USSCT to chime in on executive compensation issues

News Brief
August 18, 2009

By Cydney Posner

We may soon be hearing from the Supreme Court on the issue of executive compensation, or awfully close to it. The NYT is reporting that, this fall, the Court will hear Jones v. Harris Associates, in the midst of the public furor over soaring compensation paid to executives of failed companies. While the case itself arose in the context of fees paid by mutual funds to their investment advisers, it "may turn out to be the court's first significant statement on the corporate culture that helped lead to the Great Recession." A three-judge panel in the Seventh Circuit tossed a case brought by the investors in three mutual funds who said the funds had overpaid their investment adviser, Harris Associates. The panel decision, written by Chief Judge Frank H. Easterbrook, argued that the marketplace can be trusted to regulate fees. Surprisingly, Judge Posner (of the law-and-economics school), dissenting from the full court's decision not to rehear the case, said that competition had not been effective in the keeping compensation under control because the corporate world has insulated pay decisions from market discipline.

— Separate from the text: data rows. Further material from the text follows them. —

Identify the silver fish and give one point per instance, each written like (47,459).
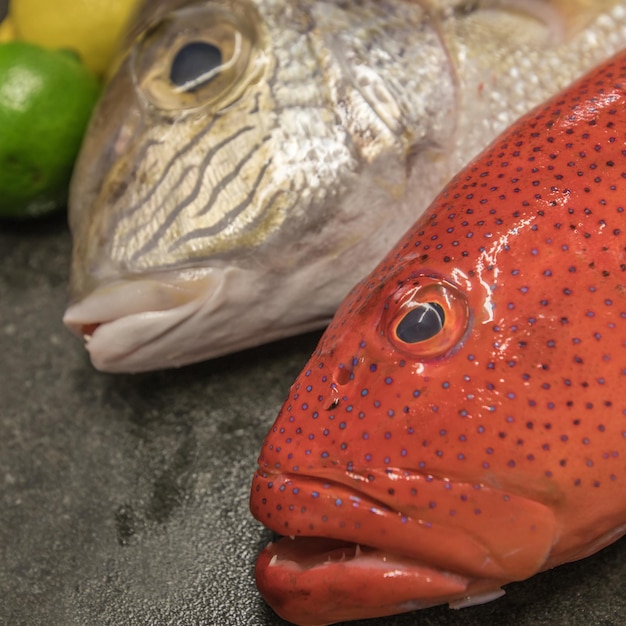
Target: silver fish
(251,160)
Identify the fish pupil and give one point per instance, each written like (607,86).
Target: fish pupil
(195,64)
(421,323)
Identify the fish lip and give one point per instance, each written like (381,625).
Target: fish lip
(108,318)
(294,572)
(488,532)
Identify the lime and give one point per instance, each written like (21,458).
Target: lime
(46,99)
(7,31)
(91,27)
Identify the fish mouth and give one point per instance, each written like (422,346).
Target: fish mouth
(122,318)
(346,554)
(171,319)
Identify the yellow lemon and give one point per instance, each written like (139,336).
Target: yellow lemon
(93,28)
(46,99)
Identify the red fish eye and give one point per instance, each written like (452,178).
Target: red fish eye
(427,319)
(421,323)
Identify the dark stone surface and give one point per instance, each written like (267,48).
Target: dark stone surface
(124,499)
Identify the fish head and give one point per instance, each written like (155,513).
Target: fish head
(448,435)
(222,175)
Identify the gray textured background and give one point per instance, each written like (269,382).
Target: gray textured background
(124,499)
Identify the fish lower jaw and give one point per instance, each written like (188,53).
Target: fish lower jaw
(315,581)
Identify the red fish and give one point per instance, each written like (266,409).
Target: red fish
(462,423)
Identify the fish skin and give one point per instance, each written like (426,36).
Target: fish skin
(439,464)
(337,108)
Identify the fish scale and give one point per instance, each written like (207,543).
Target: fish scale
(239,193)
(463,413)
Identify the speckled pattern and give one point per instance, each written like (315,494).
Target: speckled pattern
(124,499)
(500,434)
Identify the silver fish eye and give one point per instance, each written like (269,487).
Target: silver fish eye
(194,65)
(201,56)
(421,323)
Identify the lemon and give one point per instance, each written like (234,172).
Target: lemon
(46,99)
(91,27)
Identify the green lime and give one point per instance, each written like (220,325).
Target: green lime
(46,99)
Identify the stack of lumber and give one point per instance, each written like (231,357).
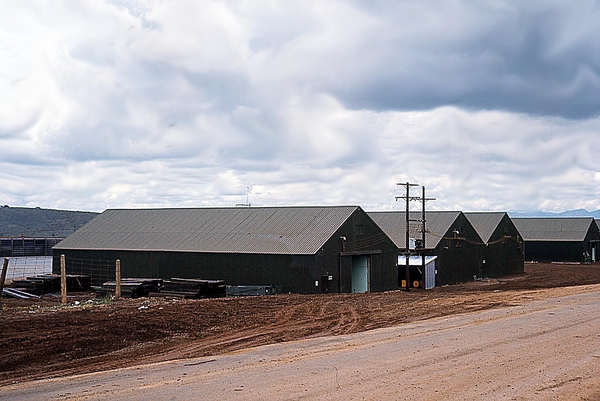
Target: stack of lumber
(253,290)
(131,287)
(192,288)
(48,283)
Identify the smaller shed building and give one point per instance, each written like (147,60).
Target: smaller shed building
(559,239)
(449,236)
(301,249)
(502,254)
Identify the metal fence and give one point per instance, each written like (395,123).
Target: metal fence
(26,266)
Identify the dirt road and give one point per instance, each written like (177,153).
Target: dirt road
(533,350)
(43,339)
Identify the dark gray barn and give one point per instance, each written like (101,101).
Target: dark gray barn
(559,239)
(502,254)
(449,236)
(303,249)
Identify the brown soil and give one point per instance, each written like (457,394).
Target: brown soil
(42,338)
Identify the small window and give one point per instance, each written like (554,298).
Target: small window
(358,229)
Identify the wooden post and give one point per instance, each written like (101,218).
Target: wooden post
(3,278)
(118,280)
(63,279)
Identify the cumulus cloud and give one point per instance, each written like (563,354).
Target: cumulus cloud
(491,105)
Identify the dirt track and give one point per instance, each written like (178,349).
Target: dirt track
(43,339)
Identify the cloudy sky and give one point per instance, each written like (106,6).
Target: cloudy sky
(491,105)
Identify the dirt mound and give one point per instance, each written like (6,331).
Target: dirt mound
(42,338)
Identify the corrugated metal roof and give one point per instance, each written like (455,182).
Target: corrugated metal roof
(553,228)
(485,223)
(272,230)
(394,225)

In dissent, Judge Posner wrote: "Executive compensation in large publicly traded firms often is excessive...because of the feeble incentives of boards of directors to police compensation." While, as described in the article, mutual fund boards and advisers may seem more incestuous even than corporations (since they are typically formed and run by their investment advisers, who select the fund's board of directors, which then negotiates the advisers' fees), the case may still be one to watch as its outcome could have some influence on compensation decision-making in the corporate world as well.